How to (successfully) apply mutex for queueing SPI jobs?

NSR · ‎2021-03-08

I'm trying to implement a queue system for external storage attached to the SPI.

I have three parts:

Add an item to the queue

Process an item from the queue

HAL_SPI_RxCpltCallback (my implementation to override the weak default implementation)

In doing so I've found that I have a need to stop the interrupts when I update the queue and then enable; this is some six 'C' instructions; four to update the structure in the current array element, one to move the pointer to the next array element; we'll call this the job index and one to determine the workload remaining. The process item function is called when the current element pointer has value '1' to start the process.

The process item has a separate pointer indicating the job it is working on; we'll call this the current index. This part sends out the address to the SPI via HAL_SPI_Transmit and then calls HAL_SPI_Receive_IT to receive the corresponding number of bytes from the SPI, triggering the appropriate interrupt when complete.

The call back updates the current index and if the same, resets both to zero to avoid overloading the array - the array is plenty big enough and I can see from the traffic that it no where gets near to the actual size of it.

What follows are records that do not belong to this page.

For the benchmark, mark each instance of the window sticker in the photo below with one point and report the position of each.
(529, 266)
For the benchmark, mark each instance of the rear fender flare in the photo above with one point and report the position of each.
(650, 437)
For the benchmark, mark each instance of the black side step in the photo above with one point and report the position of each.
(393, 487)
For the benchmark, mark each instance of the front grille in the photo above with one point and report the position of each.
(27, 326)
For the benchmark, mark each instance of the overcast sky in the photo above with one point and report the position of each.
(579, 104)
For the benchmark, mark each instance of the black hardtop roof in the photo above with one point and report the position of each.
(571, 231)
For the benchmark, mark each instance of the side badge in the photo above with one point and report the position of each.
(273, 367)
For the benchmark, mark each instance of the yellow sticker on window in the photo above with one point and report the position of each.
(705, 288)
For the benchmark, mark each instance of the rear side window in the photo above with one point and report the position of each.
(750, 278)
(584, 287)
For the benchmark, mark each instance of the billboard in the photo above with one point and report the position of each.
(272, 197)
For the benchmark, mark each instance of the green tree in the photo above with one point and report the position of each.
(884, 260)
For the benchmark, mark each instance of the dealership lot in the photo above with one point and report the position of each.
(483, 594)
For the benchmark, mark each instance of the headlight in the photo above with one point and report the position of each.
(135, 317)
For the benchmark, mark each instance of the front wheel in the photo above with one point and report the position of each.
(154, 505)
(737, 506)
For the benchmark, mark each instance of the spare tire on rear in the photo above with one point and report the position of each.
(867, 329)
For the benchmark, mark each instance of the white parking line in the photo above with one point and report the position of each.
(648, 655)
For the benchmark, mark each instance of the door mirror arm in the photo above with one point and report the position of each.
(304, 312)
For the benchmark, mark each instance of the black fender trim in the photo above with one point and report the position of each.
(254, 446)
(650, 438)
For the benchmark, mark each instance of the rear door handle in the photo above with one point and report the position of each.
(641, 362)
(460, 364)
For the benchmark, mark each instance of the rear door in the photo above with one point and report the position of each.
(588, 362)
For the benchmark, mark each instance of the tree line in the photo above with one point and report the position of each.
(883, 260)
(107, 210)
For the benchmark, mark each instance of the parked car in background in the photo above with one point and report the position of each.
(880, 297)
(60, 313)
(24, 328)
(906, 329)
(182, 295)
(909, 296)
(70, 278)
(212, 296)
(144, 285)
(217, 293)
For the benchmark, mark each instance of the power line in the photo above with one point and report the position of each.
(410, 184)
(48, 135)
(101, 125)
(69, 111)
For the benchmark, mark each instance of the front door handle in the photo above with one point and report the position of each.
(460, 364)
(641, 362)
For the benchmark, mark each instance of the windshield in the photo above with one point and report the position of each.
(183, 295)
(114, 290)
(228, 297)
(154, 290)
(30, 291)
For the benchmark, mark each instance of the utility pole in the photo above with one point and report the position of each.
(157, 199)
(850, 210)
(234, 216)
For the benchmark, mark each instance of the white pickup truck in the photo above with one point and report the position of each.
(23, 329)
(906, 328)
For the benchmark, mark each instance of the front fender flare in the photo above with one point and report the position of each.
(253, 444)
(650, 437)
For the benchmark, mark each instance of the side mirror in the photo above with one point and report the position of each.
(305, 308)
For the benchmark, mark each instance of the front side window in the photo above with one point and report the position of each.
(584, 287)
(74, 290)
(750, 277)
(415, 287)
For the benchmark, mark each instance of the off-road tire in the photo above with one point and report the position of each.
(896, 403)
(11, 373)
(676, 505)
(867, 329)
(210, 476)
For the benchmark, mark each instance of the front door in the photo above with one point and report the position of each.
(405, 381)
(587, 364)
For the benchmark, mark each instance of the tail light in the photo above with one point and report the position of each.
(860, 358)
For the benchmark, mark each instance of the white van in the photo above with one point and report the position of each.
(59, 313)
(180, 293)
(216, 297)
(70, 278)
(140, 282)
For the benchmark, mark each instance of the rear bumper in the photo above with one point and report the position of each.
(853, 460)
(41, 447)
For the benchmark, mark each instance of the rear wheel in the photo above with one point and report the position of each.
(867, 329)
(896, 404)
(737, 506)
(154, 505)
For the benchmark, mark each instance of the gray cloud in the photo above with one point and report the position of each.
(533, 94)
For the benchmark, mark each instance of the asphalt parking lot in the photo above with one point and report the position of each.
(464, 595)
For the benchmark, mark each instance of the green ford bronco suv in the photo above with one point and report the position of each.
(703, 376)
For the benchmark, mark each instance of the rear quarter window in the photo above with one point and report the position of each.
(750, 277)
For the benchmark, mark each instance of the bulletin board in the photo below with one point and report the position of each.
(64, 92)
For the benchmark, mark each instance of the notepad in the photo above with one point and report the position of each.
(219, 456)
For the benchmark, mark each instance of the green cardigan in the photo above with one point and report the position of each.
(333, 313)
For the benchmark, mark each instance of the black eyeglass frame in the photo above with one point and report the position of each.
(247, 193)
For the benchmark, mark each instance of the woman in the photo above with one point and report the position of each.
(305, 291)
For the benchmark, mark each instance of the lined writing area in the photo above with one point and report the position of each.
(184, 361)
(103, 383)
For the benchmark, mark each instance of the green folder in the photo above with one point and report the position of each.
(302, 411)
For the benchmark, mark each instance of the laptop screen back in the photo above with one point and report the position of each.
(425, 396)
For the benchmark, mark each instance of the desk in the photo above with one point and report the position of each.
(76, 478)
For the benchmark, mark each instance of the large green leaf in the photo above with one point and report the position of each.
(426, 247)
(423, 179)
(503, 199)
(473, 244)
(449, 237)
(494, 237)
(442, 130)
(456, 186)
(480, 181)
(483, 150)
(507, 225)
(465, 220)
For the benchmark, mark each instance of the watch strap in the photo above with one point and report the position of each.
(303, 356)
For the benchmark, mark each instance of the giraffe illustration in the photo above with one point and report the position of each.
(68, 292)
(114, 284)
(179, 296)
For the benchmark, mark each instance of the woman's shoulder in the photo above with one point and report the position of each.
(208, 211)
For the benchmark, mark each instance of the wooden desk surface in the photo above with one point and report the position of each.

If the two index pointers are different, ie. job index > current index then the next process item is initiated.

Sometimes, everything goes a little wrong - the process stops reading while in the middle of HAL_SPI_Receive_IT transaction, for example I know that the job was 96x 16-bit words and hspi->Instance->RxXferSize == 96, hspi->Instance->RxXferCount == 72, 42 bytes have been read (or 21x 16-bit words) or I change the prescaler and I get clock stretching on the transmit read command on the address.

I'm pretty certain that the __disable_irq() and __enable_irq() calls are the culprits that surround the five operations in my job adding function and I would like to know suggestions for a better way to do this. The global interrupt handling was added as I was fairly confident that a completion interrupt was being triggered whilst the control was within this block, causing the processIndex to be reset while the jobIndex retained value. However, this method is probably overkill and is likely the cause to the SPI transaction stalling.

NSR · ‎2021-03-10

Ok, after much reading and debugging, which is somewhat erratic tracing interrupts through code, I think I've found the solution that I'll share for other people out there.

Using the HAL_SPI_Receive_IT() would appear far from ideal; I'm running it at 15 MHz with a 480 MHz core clock suggesting that instead of the final interrupt at the end that I'm expecting, it is in fact generating some 1,875,000 interrupts / second - every byte. I learned this after finally finding the SPI interrupt fault code (SPI_SR_OVR / SPI_IT_OVR or overrun flag set) that is similarly discussed in https://community.st.com/s/question/0D50X0000C3Aein/overrun-flag-when-using-spi-in-interrupt-mode-halspireceiveit

The solution for now would seem to use blocking mode to move things along while we explore DMA and possibly more enhanced possibilities from QSPI.

Tesla DeLorean · ‎2021-03-10

Guessing H7, DMA would be less burdensome for sure, but needs cache coherency to be addressed.

Tips, Buy me a coffee, or three.. PayPal Venmo
Up vote any posts that you find helpful, it shows what's working..

NSR · ‎2021-03-10

While I agree that DMA would be less burdensome, I had originally looked at the interrupt method owing to the potential frequent operations where only a 16- or 32-bit word is read; it seems like an awful waste of time to setup for this instances such as this; I hadn't anticipated such an overhead of generating an interrupt every byte. Maybe this would better suit a mix of DMA and blocking techniques depending on the amount of data to read moving away from interrupts and towards DMA.

When you mention cache coherency to be addressed, does this imply that I need or should use the cache area in conjunction with memory-mapped mode? This would be a be a setback of sorts as I am currently using the ITCM and DTCM memory areas to process data. I'm currently trying to get my head around the memory-mapped mode as this could potentially reduce complexity, although at what cost? The HAL / LL manual doesn't make it easy either as it's replaced the QSPI section with OSPI. While I accept that there're no LL drivers for the QSPI, there's still HAL and I don't have access to any OSPI functionality using STM32CubeIDE for the STM32H743.